It’s barely 2013 and I am already tired of Nicki Minaj.
Like, have you seen the new American Idol posters? They are so bizarre. Not because Nicki is dressed like an evil nun or anything — she sort of looks like a deranged cruise director, but that seems about right — but because the lineup of Randy Jackson, Mariah, Nicki Minaj, and poor Keith Urban just looks WEIRD. Every time I see it, I feel like I accidentally got sucked into an alternate universe. Who would have predicted that, of the original judges’ panel, RANDY would be the one who lasted the longest? Or that Mariah Carey would decide to go get a day job instead of just wandering around her giant penthouse condo feeding her fishes and working out on the Stairmaster in heels? Or that Nicki Minaj would agree to hang out with Mariah all day? Or that Keith Urban was so competitive with Blake Shelton? I worry about Keith. I think this whole set-up is going to make Keith miserable. I hope that being the meat in a Mariah/Minaj sandwich doesn’t drive Keith back to the bottle.

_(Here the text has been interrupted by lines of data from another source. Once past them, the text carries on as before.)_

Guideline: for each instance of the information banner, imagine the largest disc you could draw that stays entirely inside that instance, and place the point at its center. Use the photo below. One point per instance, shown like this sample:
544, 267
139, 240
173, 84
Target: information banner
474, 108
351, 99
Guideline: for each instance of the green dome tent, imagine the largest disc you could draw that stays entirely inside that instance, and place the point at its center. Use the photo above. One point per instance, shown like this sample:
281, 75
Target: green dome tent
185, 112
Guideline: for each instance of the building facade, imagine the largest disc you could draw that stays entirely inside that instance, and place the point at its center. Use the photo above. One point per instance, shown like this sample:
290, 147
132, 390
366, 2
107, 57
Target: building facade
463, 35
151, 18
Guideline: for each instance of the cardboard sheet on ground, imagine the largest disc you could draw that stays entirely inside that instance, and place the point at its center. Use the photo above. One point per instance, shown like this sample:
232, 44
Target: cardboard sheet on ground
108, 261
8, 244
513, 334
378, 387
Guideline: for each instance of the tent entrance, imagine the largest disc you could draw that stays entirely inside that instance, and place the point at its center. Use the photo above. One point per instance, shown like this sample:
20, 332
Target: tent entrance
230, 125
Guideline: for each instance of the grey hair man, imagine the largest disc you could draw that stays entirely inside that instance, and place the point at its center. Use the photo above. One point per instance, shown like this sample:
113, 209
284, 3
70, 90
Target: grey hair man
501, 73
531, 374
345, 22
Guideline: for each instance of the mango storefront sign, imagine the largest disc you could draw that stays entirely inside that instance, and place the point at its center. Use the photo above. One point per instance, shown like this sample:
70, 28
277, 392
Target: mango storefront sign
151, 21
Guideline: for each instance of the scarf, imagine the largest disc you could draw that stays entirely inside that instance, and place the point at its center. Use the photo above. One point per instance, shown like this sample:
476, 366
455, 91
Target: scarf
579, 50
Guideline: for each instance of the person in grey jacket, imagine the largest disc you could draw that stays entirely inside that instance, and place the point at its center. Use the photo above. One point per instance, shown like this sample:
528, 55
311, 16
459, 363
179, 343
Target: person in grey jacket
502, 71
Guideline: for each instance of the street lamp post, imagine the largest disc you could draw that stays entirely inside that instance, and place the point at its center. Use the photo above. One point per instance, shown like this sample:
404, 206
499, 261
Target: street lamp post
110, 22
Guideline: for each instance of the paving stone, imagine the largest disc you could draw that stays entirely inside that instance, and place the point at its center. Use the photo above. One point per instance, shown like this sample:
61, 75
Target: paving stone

That being said, when I originally saw this picture over the break, it was accompanied by a headline reading, WHAT IS NICKI MINAJ WEARING? and I naturally assumed she was out in costume as an unusually sparkly dolphin or some shit. Comparatively speaking, this is practically normal! SURE, her nipples are one deep breath away from making a run for it, but she is serving some Kelly Rowland Realness with those bangs, and who doesn’t love an aggressive epaulet during the holidays? Everyone really WAS on vacation last week.